Child deaths in families involved with the state Department of Children and Families are more likely in cases where agency workers have spent less time assessing and interacting with parents, a preliminary review by the agency indicates.
In recent legislative testimony, a DCF official said that an ongoing review of 248 cases – half in which a child under the age of 4 had died, and half in which there was no fatality – had turned up a number of “risk factors,” including the young age of parents, addiction and mental health problems, and a lack of “quality” contact with DCF social workers.
“We found that, in the comparison or control cases (where no fatalities occurred), we were assessing parents more, we were visiting parents more. The quality of home visits were more of (high) quality than those in which fatalities had occurred,” DCF research supervisor Janet Gonzalez told members of the Committee on Children.
That finding “feeds one of our recommendations, in regards to enhancing the assessments that we do of families in the home,” she said.
The review comes as Connecticut grapples with a high number of child deaths, outlined in a recent report by the state Office of the Child Advocate (OCA). Of 82 deaths of children, birth to 3, in 2013, 38 were deemed non-natural. Of those, 21 lived in families that had current or previous involvement with DCF, the report showed. Nine of those deaths were associated with abuse or neglect.
In its report, the child advocate’s office found that DCF’s response to “at-risk infants” was often insufficient, showing “gaps in risk assessment, treatment planning, case follow-up, and quality assurance.” Of special concern was a spate of deaths due to unsafe sleeping practices, some in which babies were found face down in a parent’s bed. In one such case cited by OCA, a 2-month-old was found dead in her parents’ bed, in a family that had a history of 10 prior DCF reports and parental substance abuse.
At the recent committee hearing, both Child Advocate Sarah Eagan and DCF officials spoke of new efforts to educate parents about unsafe sleep practices. Gonzalez said unsafe sleeping was a “major” concern, and that the department’s own review shows more education is needed.
“Although we saw that staff was providing parents with that information, we didn’t see an ongoing discussion about that,” Gonzalez said. “They give (families) a brochure, they speak about it initially — but then ongoing conversations have to happen after that.”
In her testimony, DCF Commissioner Joette Katz said that every death of a child with DCF involvement triggers a “rigorous review” to help the agency identify patterns, gaps and responsive changes.
“Let me be direct: I am deeply concerned about the increase in child deaths over the past three years,” Katz said. But she added, “The issue is not DCF involvement – it’s whether that involvement is relevant to the fatalities.” Just because DCF is involved with a family “does not mean that the agency is going to foresee future events.”
Katz said a number of the child deaths cited in the OCA report were cases in which DCF’s involvement was “remote from the subsequent cause of death.” In one example, she said, DCF had intervened when a mother giving birth at a hospital had tested positive for drugs – a result that ended up as a false positive. Two years later, she said, one of the mother’s children died after being assaulted by a new boyfriend.
“Simply being involved with a family in the past does not mean we can prevent a death in the future,” Katz said.
She said the ongoing review of child deaths by her department was intended to “better understand the factors that correlate with these fatalities” and to improve “case practice and services.”

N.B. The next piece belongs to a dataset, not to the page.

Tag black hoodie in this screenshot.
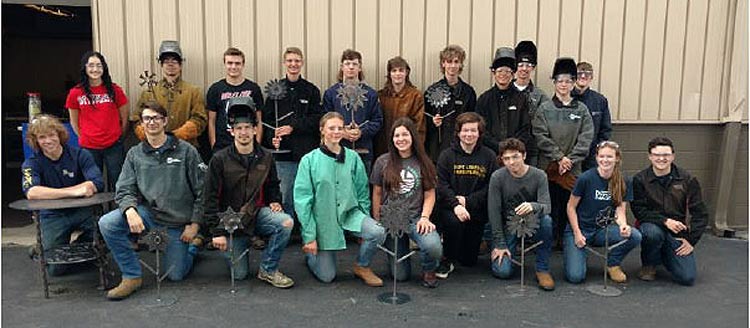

Gonzalez said many of the findings of the DCF study “mirror what the child advocate found.” DCF already takes into account the age of parents and substance abuse and mental health issues, agency spokesman Gary Kleeblatt said.
He said that because the study is still underway, “it would be premature to make conclusions about recommendations or ensuing actions,” including whether the quality of home visits and assessments for high-risk families might be improved.
In response to concerns about child fatalities, DCF is now working with hospitals to improve how investigators, hospitals and primary care providers recognize abuse when a child suffers an injury. In addition, social workers are now talking to every family with a child under the age of 1 about safe sleeping practices.
The OCA report notes that DCF, like child welfare agencies in other states, is focusing on “family preservation” – removing fewer children to foster care or group placement settings. Eagan said she was not questioning that general approach, but instead was concerned that high-risk families receive appropriate and intensive assessments, visitations and interventions.
“As DCF moves to family preservation…it is essential to dig in and look at, how effectively are we doing this work?” she said. “Do we have a child welfare policy and practice that is responsive to this high-risk population?”
This summer, a federal court monitor criticized staff reductions at DCF and raised concerns that “thousands of children and families” in need of behavioral health and other supports were struggling to access limited community services. The monitor recommended that DCF consider “tempering further reductions in congregate care… until sufficient levels of community-based services are available.”
In her testimony, Katz defended the policy shift away from institutional care, saying, “If we removed all the children in these families, the system would be overwhelmed. The human toll would be catastrophic.”